Maksadını böylece hülâsa eden Resûl-i Ekrem Efendimiz, sözlerine şöyle devam etti:

“Vallahi, siz uykuya daldığınız gibi öleceksiniz, uykudan uyandığınız gibi de diriltilecek ve bütün yaptıklarınızdan hesaba çekileceksiniz. İyiliklerinizin karşılığında iyilik, kötülüklerinizin karşılığında da ceza göreceksiniz. Bu da, ya devamlı cennette veya temelli cehennemde kalmaktır. İnsanlardan ahiret aza­bıyla korkuttuğum ilk kimseler sizlersiniz.”[2]

Peygamber Efendimiz konuşmasını bitirince Ebû Tâlib ayağa kalktı ve “Sa­na severek ve candan yardım edeceğiz! Öğütlerini benimsedik ve kabul­lendik; sözlerini de tasdik ettik. Bu toplananlar, senin atanın oğullarıdır. Ben de haliyle onlardan biriyim. Senin istediğin şeye, onlardan koşacak olanların —andolsun ki— en çabuğu da benden başkası değildir. Sen, emrolunduğun şeye devam et. Vallahi, etrafını kuşatıp seni ko­rumaktan bir an dahi geri dur­mayacağım! Nef­simi, Ab­dül­mut­ta­lib’in dinini bırakmak hususunda bana itaat eder bulmadım. Ar­tık ben, onun öldüğü dinde öleceğim” dedi.

Diğer amcaları da bu sözleri tasdik ettiler ve Efendimizin hoşlanmayacağı hiçbir şey söylemediler. Sadece biri müstesna: İslam davasının başından beri muhalifi bulunan Ebû Leheb, ortaya atıldı ve “Ey Ab­dül­mut­ta­liboğulları!” de­di. “Bu, val­lahi bir kötülüktür! Başkaları onun elini tutup bundan alıkoyma­dan önce, siz onun ellerini tutup bundan vazgeçirin! Eğer, siz bugün ona itaat ede­cek olursanız, zillet ve hakarete uğrarsınız ve onu muhafaza etmeye kalkı­şırsanız, öldürülürsünüz!”

İslam’ın bu azılı düşmanına cevap, Peygamber Efendimizin kahraman ha­lası Hz. Safiyye’den geldi. “Ey kardeşim!” dedi. “Kardeşinin oğlunu ve onun dinini yardımsız, hor ve hakir bı­rakmak sana yaraşır mı? Vallahi, bugün yaşa­yan âlimler, Ab­dül­mut­ta­lib’in neslinden bir peygamberin çıkacağını haber ve­riyorlar. İşte, o peygamber budur!”
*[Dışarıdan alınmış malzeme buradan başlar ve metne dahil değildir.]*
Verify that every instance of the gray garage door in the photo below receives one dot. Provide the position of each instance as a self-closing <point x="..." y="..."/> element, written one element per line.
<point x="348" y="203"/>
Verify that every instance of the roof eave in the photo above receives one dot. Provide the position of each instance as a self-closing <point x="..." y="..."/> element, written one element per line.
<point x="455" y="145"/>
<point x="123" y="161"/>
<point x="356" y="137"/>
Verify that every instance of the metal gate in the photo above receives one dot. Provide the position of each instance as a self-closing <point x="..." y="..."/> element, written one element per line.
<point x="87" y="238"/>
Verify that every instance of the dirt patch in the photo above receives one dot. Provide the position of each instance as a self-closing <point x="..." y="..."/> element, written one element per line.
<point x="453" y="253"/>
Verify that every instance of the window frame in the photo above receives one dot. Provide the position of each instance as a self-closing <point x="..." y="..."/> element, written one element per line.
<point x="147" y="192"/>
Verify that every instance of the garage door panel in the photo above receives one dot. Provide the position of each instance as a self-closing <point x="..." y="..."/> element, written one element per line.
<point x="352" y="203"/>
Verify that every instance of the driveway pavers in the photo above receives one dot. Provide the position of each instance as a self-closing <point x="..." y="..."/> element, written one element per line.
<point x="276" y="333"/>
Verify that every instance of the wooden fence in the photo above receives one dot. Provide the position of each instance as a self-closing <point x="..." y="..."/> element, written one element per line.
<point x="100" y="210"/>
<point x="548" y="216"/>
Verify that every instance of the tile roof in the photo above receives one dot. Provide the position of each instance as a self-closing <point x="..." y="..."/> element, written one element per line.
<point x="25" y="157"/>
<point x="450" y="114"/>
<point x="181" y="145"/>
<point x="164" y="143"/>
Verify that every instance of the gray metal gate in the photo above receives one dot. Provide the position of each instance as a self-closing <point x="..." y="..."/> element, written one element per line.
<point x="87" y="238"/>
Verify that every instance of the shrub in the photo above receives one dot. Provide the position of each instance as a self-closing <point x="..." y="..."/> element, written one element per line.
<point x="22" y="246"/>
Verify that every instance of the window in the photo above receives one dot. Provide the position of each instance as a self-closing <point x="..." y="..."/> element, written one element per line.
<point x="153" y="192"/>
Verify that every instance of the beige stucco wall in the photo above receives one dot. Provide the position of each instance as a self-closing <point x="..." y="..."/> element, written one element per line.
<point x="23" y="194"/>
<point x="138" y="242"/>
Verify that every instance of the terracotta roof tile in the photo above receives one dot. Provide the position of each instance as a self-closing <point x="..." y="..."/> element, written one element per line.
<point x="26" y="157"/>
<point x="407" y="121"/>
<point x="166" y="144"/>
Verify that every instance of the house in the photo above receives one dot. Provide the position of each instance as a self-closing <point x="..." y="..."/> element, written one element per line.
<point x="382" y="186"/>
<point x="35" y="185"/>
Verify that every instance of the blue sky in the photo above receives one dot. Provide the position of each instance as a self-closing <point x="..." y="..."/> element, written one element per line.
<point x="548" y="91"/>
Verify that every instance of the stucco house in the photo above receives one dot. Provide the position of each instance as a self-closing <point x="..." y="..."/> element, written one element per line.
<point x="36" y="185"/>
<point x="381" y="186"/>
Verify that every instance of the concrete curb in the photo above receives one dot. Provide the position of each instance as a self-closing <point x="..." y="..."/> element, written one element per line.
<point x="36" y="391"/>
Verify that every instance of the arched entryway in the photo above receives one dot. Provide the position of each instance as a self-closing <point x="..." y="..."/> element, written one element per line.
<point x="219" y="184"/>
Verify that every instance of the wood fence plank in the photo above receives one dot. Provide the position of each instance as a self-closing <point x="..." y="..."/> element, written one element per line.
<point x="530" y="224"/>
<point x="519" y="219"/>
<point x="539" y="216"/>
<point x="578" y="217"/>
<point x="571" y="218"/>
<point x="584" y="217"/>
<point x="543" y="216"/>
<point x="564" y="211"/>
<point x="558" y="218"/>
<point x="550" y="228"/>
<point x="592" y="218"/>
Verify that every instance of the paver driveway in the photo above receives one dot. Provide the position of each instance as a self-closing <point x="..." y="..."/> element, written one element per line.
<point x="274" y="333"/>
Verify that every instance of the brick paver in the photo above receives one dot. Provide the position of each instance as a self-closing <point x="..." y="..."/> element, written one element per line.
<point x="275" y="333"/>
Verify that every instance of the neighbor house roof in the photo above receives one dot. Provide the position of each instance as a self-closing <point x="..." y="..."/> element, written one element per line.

Ebû Leheb, kız kardeşinin bu ulvî konuşmasına küstahça, “An­dolsun ki bu boşuna bir umuttur. Zaten, kadınların sözleri, erkeklere ayak bağı ve köstek mesabesindedir. Ku­reyş aileleri ve onlarla birlikte bütün Araplar ayaklandığı zaman, onlara karşı koyacak bizim ne kuvvetimiz var? Vallahi, biz onların ya­nında yutulacak bir lokma gibiyiz!” diye cevap verdi.

Ebû Leheb’in bu konuşmasından Ebû Tâlib fazlasıyla rahatsız oldu. “Ey kor­kak!” dedi. “Vallahi, biz sağ oldukça ona yardım edeceğiz ve onu koruya­cağız.” Sonra da Resûl-i Ekrem Efendimize dönerek, “Ey kardeşim oğlu! Davet etmek istediğin zamanı bilelim; silahlanıp seninle birlikte ortaya çıkarız!”[3]

“Kim Bana Yardımcı Olur?”

O âna kadar sadece konuşulanları dinleyen Peygamber Efendimiz, ayağa kalkarak, “Ey Ab­dül­mut­ta­liboğulları! Vallahi, Araplar içinde benim size getir­diğim, dünya ve ahiretiniz için hayırlı olan şeyden daha üstün ve hayırlısını kavmine getirmiş başka bir kimse bilemiyorum! Ben, sizi dile kolay gelen, mi­zanda ağır basan iki kelimeye davet ediyorum ki o da ‘Eşhedü en lâ İlâhe İl­lallah ve eşhe­dü enne Muhammeden Re­sû­lul­lah [Allah’tan başka ilâh ol­madı­ğına ve Muhammed’in O’nun resûlü olduğuna şe­hâ­det ederim]’ demenizdir” diye konuştu; sonra da, “O hal­de, hanginiz bu yolda bana icabet ederek vezi­rim ve yardımcım olur?”[4]diye sordu.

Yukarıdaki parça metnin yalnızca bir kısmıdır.